While strong investor interest has been a near-term trigger, there are multiple fundamental factors that should aid its prospects. Demand revival is one such factor for the company, which supplies safety solutions to medium and heavy commercial vehicle (M&HCV) makers. The introduction of BS-VI norms led to an increase in content per vehicle and there is further scope for improvement in realisations.
In addition to this, analysts at ICICI Securities believe the government’s steps to improve procurement of buses and the scrappage policy will help Wabco India. Given the ongoing cyclical recovery and low base, part makers such as Wabco India will be key beneficiaries over the FY21 to FY23 period, says Elara Capital.

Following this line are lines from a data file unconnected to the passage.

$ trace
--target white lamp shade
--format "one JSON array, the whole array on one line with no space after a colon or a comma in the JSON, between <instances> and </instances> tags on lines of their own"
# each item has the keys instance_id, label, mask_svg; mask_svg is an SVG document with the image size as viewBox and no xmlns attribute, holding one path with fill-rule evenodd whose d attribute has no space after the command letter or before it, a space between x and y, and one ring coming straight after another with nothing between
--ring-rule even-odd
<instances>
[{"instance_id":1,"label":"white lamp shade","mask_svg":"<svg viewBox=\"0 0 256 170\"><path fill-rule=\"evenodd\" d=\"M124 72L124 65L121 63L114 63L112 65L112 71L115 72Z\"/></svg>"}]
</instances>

Higher exports, led by sourcing from the parent group, is another trigger. Exports account for 30 per cent of the company’s revenues. After the acquisition of US-based Wabco Holdings by ZF Group of Germany last year, the new promoter is looking to increase sourcing of products from the Indian arm. The acquisition has expanded the export product portfolio for the Indian outfit.
One of the key reasons that Wabco India would rank higher than other auto component companies is the lower impact from new technology disruption.
Wabco India is at the least risk of electric vehicle disruption as M&HCV will be the last to migrate to the new platform and its product portfolio (braking systems and suspension) is less impacted, according to analysts.
While the prospects are sound, investors will need to keep an eye out for progress on volume growth trajectory in M&HCV segment as well as replacement demand. At the current price, the stock is trading at 52 times its FY22 earnings estimates. Investors can consider the stock on dips.